Comment se fabriquent les décisions de justice ?

Pour prendre des décisions de justice concernant la résidence des enfants dont les parents se séparent, faut-il un groupe de professionnels ou un seul juge dédié à la défense des enfants ? La première proposition est faite par Roland Broca dans l’article de Sciences Humaines (voir notre billet du 25 mai) et la deuxième par François de Singly dans Le Monde (voir billet du 1° juin). Pour répondre, il faut comprendre comment se fabriquent les décisions de justice.

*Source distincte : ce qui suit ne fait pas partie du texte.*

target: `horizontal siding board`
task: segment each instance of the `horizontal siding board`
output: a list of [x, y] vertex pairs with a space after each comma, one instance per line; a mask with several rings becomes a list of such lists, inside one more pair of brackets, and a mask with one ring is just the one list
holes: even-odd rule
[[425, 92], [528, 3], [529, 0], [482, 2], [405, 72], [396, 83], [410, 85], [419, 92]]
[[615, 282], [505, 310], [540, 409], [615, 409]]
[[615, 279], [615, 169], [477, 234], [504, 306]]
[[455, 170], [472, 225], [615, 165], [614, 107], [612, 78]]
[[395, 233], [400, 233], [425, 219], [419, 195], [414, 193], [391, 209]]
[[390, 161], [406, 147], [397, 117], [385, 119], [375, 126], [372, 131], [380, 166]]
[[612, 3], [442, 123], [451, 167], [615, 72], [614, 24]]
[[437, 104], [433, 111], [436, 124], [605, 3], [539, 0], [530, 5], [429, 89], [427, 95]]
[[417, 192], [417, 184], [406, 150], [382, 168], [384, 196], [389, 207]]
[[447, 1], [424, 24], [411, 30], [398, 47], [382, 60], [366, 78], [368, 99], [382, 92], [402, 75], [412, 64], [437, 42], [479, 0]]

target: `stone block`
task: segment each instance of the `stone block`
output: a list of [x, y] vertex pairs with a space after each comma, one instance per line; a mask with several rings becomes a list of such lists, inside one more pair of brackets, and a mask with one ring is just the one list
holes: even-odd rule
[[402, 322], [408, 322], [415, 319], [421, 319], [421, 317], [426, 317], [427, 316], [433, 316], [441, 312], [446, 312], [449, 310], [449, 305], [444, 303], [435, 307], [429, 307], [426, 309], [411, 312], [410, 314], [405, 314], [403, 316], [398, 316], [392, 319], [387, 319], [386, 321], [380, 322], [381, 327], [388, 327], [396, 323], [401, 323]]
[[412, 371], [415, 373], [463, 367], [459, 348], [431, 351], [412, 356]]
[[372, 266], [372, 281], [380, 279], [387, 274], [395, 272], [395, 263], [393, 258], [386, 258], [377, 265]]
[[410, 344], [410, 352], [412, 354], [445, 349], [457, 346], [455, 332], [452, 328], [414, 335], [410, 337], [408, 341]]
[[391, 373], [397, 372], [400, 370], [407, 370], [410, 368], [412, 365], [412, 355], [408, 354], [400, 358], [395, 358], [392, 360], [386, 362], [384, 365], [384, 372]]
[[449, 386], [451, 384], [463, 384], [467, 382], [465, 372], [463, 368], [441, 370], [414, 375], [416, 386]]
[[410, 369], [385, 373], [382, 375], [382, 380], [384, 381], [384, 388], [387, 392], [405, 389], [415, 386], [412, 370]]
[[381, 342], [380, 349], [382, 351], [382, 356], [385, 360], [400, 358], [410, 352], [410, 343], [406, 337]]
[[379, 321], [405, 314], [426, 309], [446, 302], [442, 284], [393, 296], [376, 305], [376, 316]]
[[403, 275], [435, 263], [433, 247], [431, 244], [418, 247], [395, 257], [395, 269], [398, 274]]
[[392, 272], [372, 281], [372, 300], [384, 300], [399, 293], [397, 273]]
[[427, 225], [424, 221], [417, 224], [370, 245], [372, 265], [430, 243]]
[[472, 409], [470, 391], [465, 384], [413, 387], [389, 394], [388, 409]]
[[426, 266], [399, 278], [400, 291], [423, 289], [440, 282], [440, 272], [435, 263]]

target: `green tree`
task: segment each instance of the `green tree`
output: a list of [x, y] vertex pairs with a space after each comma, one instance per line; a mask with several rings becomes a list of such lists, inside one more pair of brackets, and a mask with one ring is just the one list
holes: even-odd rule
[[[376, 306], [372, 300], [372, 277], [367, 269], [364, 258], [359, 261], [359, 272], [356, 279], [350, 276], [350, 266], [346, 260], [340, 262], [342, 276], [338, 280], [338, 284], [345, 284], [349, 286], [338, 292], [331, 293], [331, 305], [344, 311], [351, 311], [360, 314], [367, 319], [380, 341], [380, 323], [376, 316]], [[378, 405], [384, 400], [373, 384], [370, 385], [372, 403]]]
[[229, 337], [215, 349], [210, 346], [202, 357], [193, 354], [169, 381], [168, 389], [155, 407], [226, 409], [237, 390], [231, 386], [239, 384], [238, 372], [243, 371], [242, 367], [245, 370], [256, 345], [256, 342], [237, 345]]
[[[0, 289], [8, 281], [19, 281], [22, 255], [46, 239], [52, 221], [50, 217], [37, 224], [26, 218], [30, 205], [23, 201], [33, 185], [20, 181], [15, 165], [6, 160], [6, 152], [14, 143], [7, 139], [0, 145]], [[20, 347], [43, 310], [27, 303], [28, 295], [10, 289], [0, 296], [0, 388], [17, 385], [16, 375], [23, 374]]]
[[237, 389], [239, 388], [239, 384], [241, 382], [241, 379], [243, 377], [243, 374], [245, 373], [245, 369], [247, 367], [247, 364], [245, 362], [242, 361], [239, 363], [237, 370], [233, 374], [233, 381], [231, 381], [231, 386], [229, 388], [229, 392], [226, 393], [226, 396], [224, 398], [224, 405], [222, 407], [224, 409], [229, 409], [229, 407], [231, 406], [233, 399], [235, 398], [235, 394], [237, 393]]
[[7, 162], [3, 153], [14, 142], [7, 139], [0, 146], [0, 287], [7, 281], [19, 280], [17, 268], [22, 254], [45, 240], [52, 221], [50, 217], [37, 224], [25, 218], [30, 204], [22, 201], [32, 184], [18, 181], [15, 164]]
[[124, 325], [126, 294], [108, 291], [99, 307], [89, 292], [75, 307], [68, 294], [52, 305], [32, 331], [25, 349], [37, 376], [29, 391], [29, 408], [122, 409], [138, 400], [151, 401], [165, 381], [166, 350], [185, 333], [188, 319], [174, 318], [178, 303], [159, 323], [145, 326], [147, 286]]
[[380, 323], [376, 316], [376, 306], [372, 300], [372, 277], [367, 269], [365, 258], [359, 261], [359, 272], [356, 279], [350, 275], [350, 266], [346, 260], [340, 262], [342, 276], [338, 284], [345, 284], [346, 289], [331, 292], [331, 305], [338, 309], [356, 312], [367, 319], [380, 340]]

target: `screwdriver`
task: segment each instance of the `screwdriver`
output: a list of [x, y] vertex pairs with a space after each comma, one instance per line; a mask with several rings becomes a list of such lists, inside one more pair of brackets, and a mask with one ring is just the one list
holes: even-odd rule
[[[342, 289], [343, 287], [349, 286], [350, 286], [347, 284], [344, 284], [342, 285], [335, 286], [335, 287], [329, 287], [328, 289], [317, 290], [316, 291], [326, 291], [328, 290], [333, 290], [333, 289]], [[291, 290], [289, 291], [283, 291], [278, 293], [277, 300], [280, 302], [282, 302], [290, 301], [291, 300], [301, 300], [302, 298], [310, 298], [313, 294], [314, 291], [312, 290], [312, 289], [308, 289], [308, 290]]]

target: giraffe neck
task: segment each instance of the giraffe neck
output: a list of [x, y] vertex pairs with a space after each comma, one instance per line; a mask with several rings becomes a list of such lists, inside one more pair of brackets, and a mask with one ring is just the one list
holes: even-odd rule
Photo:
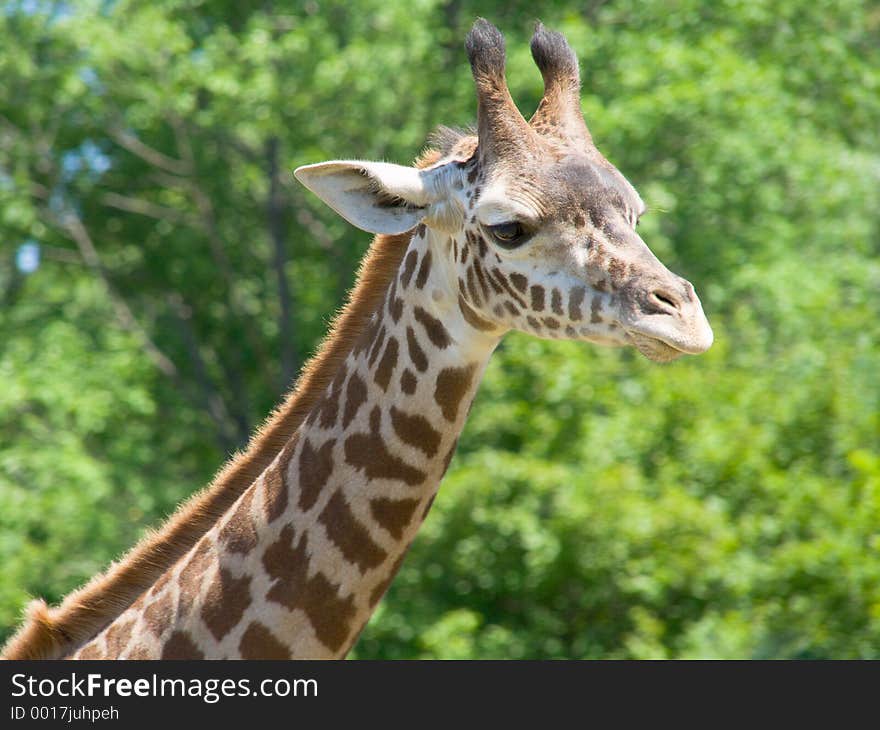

C’est très surprenant et inquiétant mais les études scientifiques sur la question montrent trolling-the-diceoutes que les juges, comme les autres humains, sont influencés par des facteurs qui n’ont rien à voir avec le cas jugé. Une expérience très connue et validée scientifiquement montre comment un simple lancer de dés peut influencer la décision du juge.

Des décisions sous l’influence de facteurs externes

L’étude conduite par Birte Englich et ses collègues, se déroule en Allemagne et porte sur des juges en formation continue. Ces professionnels de la justice sont donc enclins à répondre aux chercheurs comme ils le feraient dans leur vie professionnelle. Les chercheurs allemands veulent déterminer si des juges expérimentés sont influencés par des données arbitraires.

Dans une première étude, 42 juges expérimentés ont à juger d’un cas de viol supposé. Après avoir étudié le cas, ils sont soumis à l’influence de journalistes. Certains juges lisent l’article d’un journaliste qui réclame une sentence de 1 an de prison et les autres juges à celui d’un journaliste qui réclame 3 ans. Les juges prennent leur décision et on leur demande dans quelle mesure ils pensent que leur jugement est sûr. En fait, tous les juges trouvent leur décision très sûre. Pourtant, ceux qui ont été soumis à la suggestion la plus élevée de la part du journaliste prononcent des condamnations supérieures à 8 mois de prison, en moyenne, à celles de leurs collègues soumis à la suggestion la plus faible.

Une deuxième étude cherche à comprendre jusqu’où la prise de décision est influencée par des facteurs externes arbitraires. Elle concerne 39 juges expérimentés. Dans ce cas, le dossier soumis aux juges indique que pour des raisons techniques la peine requise par le procureur a été donnée au hasard : la moitié des juges lisent une réquisition se terminant par une longue peine, l’autre moitié une courte peine. Encore une fois, tous les juges estiment que leur décision est sûre. Dans les faits, cette décision de justice est influencée de manière significative par le nombre écrit au hasard dans la réquisition du procureur. Plus ce nombre est élevé, plus le juge prononce une condamnation à une longue peine.

Un lancer de dés peut influencer la décision de justice

La troisième étude cherche les limites de cette influence des phénomènes externes arbitraires. Elle concerne 52 jeunes juges en formation initiale complémentaire. Ils ont à juger le même cas que les professionnels expérimentés mais au lieu d’être soumis à des influences réalistes (un journaliste ou la réquisition d’un procureur), ils ont tout simplement à tirer un dé avant de prendre leur décision. Les résultats précédents sont confirmés. Ici encore, tous les professionnels estiment que leur décision est sûre. Ici encore, les résultats démontrent que ces décisions sont influencées par le nombre tiré au dé : plus celui-ci est élevé plus la peine prononcée est élevée.

Ces résultats de recherche aussi étonnants qu’inquiétants pour toutes les personnes qui ont à faire avec la justice sont rapportés par Gérald Bronner, Professeur de sociologie dans sa chronique Réflexions et Débats du numéro spécial Novembre 2014 de la revue Pour la Science. Le sociologue appelle à former les juges à propos du fonctionnement du cerveau humain. Pour lui, connaître les contraintes qui pèsent sur les prises de décision apparaît comme une bonne méthode pour limiter leurs conséquences néfastes.

Nous pensons que ces résultats appuient les pratiques de prises de décision collectives en ce qui concerne la résidence alternée. Le domaine des affaires familiales est trop facilement soumis aux influences externes pour être laissé à une seule personne, même si elle est experte de son domaine.